On a completely disorganised school trip we all went on a coach to France and our teachers hadn’t even asked if we had had any passports. The people working at the border weren’t fussed either. They just waved us through and we carried on to France where our teachers left 60 13 years old unsupervised for a week!

Cuck00soup · 04/07/2022 10:41

Our first DC born in 1995 travelled in my passport as a baby. By the time we had DC2 in 1998 they had to have their own passport even though DC1 was still in mine, until I think age 5.

I was on my parents passport until I was 16 in the mid eighties and did 2 school trips abroad with school on group passports.

Definitely remember people buying one year passports at the post office. From memory, I don't think these had photos, but can't be certain.

IdisagreeMrHochhauser · 04/07/2022 15:46

I flew back from Barcelona on my photo card driving licence as I'd left my passport at the hotel reception. No problem as we were still in the EU.

Hotel posted the passport back to me.

howdoesatoastermaketoast · 04/07/2022 15:52

yes as a European citizen you did not need a passport to cross into another EU state, this was usually moot though as you needed ID for both the border and to board a plane etc. and as the uk doesn't have a national ID card the ID most commonly used was a passport.

LIZS · 04/07/2022 15:52

I remember having a one year cardboard passport issued at the post office as a child. There were also group passports available for school trips? Long before Eurostar though.

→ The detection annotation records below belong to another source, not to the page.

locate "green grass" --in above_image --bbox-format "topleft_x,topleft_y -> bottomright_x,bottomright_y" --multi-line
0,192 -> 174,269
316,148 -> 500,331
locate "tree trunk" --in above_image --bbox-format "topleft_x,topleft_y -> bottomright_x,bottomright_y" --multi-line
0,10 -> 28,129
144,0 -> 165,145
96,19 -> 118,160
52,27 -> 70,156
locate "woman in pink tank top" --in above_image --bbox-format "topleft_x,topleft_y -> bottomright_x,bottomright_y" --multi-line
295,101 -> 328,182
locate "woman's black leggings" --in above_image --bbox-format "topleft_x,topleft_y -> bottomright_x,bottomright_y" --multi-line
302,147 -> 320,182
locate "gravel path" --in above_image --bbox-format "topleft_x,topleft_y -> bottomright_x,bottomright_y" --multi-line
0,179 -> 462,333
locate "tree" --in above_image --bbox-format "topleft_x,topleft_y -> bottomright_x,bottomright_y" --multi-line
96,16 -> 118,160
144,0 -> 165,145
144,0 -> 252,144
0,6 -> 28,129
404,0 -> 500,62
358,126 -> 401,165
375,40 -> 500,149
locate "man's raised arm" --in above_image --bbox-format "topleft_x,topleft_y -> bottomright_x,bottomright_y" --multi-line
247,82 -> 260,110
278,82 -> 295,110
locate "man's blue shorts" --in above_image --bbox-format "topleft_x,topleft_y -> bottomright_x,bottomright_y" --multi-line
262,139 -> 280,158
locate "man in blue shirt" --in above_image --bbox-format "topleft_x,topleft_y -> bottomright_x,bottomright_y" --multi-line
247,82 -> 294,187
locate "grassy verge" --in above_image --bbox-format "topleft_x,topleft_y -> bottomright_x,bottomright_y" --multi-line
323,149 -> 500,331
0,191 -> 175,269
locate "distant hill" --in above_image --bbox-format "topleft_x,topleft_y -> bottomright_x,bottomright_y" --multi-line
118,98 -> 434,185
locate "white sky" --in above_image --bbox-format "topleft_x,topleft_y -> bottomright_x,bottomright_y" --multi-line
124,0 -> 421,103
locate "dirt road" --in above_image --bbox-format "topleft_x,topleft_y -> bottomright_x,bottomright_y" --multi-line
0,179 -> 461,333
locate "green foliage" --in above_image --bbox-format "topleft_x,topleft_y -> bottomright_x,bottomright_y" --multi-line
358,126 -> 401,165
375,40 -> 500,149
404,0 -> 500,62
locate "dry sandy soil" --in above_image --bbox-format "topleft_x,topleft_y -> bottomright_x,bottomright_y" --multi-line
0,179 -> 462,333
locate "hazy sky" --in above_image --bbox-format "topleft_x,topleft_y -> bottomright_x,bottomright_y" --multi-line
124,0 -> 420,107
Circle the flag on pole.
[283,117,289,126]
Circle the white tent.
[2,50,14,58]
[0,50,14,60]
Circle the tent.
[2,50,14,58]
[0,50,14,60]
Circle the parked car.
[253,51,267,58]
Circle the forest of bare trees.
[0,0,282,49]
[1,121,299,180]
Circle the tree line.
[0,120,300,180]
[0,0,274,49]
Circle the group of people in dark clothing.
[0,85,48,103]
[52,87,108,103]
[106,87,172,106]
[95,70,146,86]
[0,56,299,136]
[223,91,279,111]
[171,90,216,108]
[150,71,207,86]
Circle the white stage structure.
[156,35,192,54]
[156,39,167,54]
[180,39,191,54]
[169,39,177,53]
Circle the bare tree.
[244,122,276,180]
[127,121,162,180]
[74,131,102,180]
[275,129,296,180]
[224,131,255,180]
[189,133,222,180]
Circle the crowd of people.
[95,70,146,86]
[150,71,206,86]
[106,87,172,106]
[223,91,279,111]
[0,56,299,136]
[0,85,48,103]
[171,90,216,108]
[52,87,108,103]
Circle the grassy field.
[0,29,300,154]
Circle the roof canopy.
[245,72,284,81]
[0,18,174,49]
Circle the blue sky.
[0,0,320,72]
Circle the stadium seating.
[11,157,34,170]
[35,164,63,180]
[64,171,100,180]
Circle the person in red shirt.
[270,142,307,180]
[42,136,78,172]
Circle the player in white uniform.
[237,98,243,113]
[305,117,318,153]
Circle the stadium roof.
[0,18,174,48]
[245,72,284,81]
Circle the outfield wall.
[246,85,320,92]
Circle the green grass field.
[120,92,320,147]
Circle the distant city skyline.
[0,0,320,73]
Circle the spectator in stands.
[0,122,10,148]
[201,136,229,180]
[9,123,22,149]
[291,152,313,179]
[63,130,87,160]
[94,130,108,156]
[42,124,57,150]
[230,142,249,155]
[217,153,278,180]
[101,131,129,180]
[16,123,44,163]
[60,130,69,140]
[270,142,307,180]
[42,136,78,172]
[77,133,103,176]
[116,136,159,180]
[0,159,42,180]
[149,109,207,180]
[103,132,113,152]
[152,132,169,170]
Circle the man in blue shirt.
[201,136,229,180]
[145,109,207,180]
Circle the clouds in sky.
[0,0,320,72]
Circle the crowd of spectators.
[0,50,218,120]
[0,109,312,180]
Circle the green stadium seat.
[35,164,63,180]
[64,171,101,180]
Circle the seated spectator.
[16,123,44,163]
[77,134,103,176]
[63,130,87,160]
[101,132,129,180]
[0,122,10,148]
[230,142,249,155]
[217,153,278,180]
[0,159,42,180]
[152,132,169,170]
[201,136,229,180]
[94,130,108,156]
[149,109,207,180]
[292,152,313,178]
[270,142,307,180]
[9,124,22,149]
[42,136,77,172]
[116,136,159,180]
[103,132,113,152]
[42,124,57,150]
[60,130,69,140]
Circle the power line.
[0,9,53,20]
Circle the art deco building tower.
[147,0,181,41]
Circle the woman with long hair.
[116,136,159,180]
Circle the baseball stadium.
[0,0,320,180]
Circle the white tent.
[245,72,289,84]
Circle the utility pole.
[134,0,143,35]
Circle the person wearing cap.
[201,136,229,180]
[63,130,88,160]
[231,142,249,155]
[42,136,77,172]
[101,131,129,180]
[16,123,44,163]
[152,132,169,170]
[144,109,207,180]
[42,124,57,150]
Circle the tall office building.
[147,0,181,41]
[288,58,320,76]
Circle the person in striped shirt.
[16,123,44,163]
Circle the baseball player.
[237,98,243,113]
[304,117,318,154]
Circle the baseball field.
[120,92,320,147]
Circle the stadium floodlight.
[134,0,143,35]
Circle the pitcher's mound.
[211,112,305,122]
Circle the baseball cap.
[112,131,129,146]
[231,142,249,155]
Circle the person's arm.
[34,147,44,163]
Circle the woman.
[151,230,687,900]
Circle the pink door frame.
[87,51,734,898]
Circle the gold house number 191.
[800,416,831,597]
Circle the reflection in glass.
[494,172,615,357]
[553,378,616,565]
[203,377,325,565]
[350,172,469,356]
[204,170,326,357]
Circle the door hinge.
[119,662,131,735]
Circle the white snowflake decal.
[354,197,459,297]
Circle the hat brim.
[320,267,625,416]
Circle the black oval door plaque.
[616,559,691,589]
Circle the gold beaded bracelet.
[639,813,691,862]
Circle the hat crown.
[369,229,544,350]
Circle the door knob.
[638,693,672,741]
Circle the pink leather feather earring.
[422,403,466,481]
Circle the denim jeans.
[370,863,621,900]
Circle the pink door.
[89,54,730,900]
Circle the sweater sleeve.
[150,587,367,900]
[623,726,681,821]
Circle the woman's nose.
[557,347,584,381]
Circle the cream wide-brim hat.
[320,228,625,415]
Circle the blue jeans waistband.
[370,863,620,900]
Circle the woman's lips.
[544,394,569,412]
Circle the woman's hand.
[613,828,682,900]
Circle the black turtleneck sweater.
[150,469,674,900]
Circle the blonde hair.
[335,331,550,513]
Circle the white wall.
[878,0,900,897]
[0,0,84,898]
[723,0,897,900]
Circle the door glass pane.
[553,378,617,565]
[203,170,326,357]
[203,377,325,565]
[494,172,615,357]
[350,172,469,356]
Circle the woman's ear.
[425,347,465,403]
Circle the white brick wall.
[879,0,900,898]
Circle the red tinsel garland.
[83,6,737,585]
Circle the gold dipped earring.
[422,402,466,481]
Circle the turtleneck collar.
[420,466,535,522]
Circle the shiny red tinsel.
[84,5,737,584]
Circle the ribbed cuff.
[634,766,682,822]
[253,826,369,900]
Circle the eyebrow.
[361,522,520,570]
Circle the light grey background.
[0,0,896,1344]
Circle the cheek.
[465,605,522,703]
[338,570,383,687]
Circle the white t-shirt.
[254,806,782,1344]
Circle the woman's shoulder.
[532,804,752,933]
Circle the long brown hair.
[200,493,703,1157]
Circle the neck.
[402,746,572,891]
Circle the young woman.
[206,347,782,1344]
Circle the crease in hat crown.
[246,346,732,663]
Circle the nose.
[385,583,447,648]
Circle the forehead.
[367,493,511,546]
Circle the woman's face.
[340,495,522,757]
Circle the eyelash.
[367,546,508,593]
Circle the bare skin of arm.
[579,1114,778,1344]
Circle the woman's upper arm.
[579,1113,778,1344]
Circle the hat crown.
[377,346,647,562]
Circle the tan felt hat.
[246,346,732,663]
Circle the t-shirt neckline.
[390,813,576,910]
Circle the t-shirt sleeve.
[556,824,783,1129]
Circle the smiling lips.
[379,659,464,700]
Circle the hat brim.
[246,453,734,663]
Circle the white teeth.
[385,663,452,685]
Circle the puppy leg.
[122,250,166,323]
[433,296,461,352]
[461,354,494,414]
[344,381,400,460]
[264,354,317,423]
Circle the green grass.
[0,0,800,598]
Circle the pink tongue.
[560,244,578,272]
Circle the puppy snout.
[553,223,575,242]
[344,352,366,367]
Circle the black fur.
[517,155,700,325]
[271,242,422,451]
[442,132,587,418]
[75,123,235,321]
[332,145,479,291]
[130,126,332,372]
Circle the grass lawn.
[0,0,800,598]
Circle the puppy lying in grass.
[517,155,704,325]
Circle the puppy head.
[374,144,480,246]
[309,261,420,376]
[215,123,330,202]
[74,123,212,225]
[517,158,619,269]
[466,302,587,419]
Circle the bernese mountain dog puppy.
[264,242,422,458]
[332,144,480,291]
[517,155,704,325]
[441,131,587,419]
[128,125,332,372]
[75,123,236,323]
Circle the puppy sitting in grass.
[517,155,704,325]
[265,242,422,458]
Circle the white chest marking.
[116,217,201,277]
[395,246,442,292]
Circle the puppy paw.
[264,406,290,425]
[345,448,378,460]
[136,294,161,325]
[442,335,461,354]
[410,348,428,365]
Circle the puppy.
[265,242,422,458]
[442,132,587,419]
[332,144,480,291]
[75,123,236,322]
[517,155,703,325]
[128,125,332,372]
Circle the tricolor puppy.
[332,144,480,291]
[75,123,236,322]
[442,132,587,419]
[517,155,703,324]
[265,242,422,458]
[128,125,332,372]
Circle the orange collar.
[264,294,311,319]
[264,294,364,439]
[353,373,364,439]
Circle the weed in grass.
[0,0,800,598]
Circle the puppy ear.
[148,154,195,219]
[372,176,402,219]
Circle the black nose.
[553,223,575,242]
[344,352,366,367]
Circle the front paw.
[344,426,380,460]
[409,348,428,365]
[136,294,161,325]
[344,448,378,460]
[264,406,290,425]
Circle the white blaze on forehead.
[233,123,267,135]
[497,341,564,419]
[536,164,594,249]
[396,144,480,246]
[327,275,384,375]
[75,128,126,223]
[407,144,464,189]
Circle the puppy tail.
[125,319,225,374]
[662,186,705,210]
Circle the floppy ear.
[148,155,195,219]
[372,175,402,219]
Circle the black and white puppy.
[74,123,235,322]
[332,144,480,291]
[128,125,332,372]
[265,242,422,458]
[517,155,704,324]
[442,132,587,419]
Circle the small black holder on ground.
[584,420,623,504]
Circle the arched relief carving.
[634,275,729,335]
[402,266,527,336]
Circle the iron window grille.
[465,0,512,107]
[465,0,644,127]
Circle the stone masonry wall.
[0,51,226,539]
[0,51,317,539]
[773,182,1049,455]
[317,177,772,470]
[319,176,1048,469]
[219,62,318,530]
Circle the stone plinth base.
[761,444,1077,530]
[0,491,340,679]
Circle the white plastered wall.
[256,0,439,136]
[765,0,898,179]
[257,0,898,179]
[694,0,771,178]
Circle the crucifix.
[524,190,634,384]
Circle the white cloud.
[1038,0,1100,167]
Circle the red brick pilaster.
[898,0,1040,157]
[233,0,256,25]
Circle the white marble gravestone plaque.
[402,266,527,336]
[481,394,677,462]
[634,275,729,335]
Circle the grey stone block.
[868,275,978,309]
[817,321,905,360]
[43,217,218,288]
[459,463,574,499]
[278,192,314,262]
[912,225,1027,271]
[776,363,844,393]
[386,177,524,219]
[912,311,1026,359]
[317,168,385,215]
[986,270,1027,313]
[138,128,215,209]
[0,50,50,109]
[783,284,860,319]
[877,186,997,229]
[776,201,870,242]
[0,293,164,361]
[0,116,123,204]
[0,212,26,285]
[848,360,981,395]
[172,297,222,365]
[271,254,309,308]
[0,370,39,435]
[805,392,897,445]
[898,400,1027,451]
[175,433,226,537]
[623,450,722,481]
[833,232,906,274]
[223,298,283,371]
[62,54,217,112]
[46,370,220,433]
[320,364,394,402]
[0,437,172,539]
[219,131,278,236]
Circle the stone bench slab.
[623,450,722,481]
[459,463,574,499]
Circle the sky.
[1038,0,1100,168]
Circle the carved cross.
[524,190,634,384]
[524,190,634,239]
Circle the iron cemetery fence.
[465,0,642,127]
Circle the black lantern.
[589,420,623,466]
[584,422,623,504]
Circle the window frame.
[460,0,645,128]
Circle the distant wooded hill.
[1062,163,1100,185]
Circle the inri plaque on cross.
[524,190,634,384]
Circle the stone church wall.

motogirl · 04/07/2022 15:53

No, but you could get a 1 year passport instantly, stopped in 80's

Dinoteeth · 04/07/2022 17:41

Was the 1year passport not called a British Visitors Passport?

I was cheaper than the 10 year passport but not 10x as cheap. Maybe a third or half the cost so it made more financial sense to buy a full passport.

Heatherjayne1972 · 04/07/2022 18:25

I went to France in 1990 on a temporary passport, it was a folding piece of card . I think it was valid for one month- as I recall no one checked it. We just got waved through at the border both ways

but yes years ago kids travelled on the parents passport

DogInATent · 04/07/2022 18:40

I'm pretty sure that at one point in the '90s you could travel between the UK and France as an EU citizen on a photocard Driving License.

BurnDownTheDiscoHangTheDJ · 04/07/2022 18:49

Dinoteeth · 04/07/2022 07:50

With school late 80s we travelled by ferry and bus to Austria (passi g through France, Germany and possibly Belgium) with a group passport. We all had a photo card but it wasn't a full passport and I'm sure it was only valid for that one trip.

I was on a group passport to France in 2000. By the time I next went with a school trip to Europe in 2004 such a thing had been gotten rid of.

BurnDownTheDiscoHangTheDJ · 04/07/2022 18:50

Meant to add, it had my photo, full name and DOB on but was applied for by the school. My birth certificate wasn’t involved in the application for it.